The current model of short interspersed nuclear element (SINE) mobility suggests that these non-coding retroposons are able to recruit for their own benefits the enzymatic machinery encoded by autonomous long interspersed nuclear elements (LINEs). The recent characterization of potential SINE-LINE partner pairs that share common 3′ end sequences concurs with this model and has led to a potent picture of tRNA-derived SINEs consisting of a tripartite functional structure (Mol. Cell. Biol. 16 (1996) 3756; Mol. Biol. Evol. 16 (1999) 1238; Proc. Natl. Acad. Sci. USA 96 (1999) 2869). This structure consist of a 5′ polIII tRNA-related promoter region, a central conserved domain and a variable 3′ region with homology to the 3′ end of LINEs, believed to be essential to direct recognition by the LINE proteins.
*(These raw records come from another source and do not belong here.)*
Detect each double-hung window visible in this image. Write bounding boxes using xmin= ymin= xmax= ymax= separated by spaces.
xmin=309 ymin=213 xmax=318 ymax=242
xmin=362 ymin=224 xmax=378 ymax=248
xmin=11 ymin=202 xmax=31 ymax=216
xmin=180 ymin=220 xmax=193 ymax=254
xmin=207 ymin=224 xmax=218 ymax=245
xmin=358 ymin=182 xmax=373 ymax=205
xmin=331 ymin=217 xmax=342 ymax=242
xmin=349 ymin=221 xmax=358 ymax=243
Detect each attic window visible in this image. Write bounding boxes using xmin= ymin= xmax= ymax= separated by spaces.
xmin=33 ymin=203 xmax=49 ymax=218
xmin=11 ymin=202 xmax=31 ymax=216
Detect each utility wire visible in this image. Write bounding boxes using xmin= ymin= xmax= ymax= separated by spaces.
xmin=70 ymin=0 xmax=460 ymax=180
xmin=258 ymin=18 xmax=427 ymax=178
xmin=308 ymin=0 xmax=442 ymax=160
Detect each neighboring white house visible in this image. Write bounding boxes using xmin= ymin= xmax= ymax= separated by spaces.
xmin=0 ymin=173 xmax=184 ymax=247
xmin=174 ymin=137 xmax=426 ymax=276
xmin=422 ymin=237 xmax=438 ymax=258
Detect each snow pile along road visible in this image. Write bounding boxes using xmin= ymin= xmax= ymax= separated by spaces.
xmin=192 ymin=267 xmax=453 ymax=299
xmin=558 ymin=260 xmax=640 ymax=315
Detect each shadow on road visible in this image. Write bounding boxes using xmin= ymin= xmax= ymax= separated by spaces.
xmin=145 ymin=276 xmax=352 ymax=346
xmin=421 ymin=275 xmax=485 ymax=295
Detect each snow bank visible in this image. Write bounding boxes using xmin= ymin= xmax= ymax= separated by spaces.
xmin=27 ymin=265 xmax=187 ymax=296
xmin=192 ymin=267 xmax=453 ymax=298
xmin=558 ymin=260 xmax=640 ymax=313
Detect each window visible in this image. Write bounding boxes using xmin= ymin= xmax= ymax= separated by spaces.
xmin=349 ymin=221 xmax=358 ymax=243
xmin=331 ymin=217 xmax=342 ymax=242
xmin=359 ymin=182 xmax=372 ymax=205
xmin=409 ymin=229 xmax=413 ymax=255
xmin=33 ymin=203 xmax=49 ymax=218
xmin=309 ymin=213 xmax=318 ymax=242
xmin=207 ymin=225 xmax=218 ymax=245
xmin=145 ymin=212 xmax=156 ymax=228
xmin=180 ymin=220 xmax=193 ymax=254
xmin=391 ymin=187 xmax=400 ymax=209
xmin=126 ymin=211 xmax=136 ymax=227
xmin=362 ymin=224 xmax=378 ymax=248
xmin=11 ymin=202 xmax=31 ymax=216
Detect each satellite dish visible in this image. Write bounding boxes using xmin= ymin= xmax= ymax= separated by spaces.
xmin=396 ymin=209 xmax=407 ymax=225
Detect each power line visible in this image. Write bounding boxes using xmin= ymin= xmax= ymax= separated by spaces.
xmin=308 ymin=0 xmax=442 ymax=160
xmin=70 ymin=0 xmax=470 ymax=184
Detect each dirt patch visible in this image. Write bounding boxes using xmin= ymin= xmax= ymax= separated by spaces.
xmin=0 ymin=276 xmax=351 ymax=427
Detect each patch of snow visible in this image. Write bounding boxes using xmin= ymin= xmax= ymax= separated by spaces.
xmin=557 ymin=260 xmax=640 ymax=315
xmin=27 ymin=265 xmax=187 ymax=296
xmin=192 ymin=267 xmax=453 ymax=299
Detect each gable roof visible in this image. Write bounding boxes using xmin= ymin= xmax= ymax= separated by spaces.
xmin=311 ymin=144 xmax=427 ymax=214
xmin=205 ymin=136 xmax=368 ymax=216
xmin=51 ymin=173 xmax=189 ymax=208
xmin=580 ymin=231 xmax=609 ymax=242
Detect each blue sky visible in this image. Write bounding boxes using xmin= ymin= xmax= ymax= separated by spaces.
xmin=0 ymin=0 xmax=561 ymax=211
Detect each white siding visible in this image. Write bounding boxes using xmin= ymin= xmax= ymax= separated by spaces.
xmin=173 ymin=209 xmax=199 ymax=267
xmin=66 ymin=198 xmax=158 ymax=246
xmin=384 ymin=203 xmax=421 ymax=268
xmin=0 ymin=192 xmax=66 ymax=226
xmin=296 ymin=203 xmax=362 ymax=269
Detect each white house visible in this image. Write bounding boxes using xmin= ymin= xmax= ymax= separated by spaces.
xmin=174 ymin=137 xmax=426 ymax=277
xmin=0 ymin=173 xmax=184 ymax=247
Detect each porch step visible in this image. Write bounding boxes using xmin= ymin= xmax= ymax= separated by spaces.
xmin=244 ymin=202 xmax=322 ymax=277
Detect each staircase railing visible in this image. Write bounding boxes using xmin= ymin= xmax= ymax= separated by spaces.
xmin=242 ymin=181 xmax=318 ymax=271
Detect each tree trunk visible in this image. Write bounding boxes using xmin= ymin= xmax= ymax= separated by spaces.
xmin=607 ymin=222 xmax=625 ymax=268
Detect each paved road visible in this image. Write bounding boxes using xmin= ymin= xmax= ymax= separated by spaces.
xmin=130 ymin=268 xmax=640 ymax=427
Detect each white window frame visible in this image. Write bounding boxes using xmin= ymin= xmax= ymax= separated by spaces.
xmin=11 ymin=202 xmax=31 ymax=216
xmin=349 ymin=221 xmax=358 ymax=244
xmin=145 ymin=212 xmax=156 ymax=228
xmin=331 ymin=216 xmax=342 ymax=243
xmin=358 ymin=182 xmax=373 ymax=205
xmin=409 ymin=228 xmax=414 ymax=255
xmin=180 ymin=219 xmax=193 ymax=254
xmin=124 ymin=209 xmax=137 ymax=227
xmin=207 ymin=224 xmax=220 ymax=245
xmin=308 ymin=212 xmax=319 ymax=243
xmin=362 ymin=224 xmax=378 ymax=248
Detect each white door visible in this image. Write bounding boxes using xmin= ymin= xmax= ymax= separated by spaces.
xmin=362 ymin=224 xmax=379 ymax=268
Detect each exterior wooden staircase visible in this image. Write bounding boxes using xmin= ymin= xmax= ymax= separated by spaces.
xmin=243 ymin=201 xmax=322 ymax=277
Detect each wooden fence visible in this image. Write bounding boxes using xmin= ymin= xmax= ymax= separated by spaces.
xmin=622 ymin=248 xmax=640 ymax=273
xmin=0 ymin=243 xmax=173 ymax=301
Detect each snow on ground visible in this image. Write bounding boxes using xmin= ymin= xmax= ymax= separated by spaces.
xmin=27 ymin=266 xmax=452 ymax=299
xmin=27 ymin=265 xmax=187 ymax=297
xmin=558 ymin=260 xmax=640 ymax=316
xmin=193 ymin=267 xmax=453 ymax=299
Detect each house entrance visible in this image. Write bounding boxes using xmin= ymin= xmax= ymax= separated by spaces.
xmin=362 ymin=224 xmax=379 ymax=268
To test this model in vivo, we have designed synthetic SINEs possessing this ‘canonical’ structure, including 3′ homology to the 3′ UTR of the LINE I factor from Drosophila. These synthetic elements were introduced in a Drosophila reactive strain, and SINE retroposition was assessed following dysgenic crosses that are known to induce high levels of I factor germinal transposition. In the progeny from the dysgenic crosses 3400–4000 flies were analyzed but no retroposed copy of the chimeric SINEs was detected, indicating that what is assumed to be a typical SINE structure is not sufficient per se to allow efficient trans-mobilization of our synthetic SINEs by an actively amplifying partner LINE. Alternatively, the apparent absence of natural fly SINEs may underline intrinsic properties of fly biology that are incompatible with the genesis and/or propagation of SINE-like elements.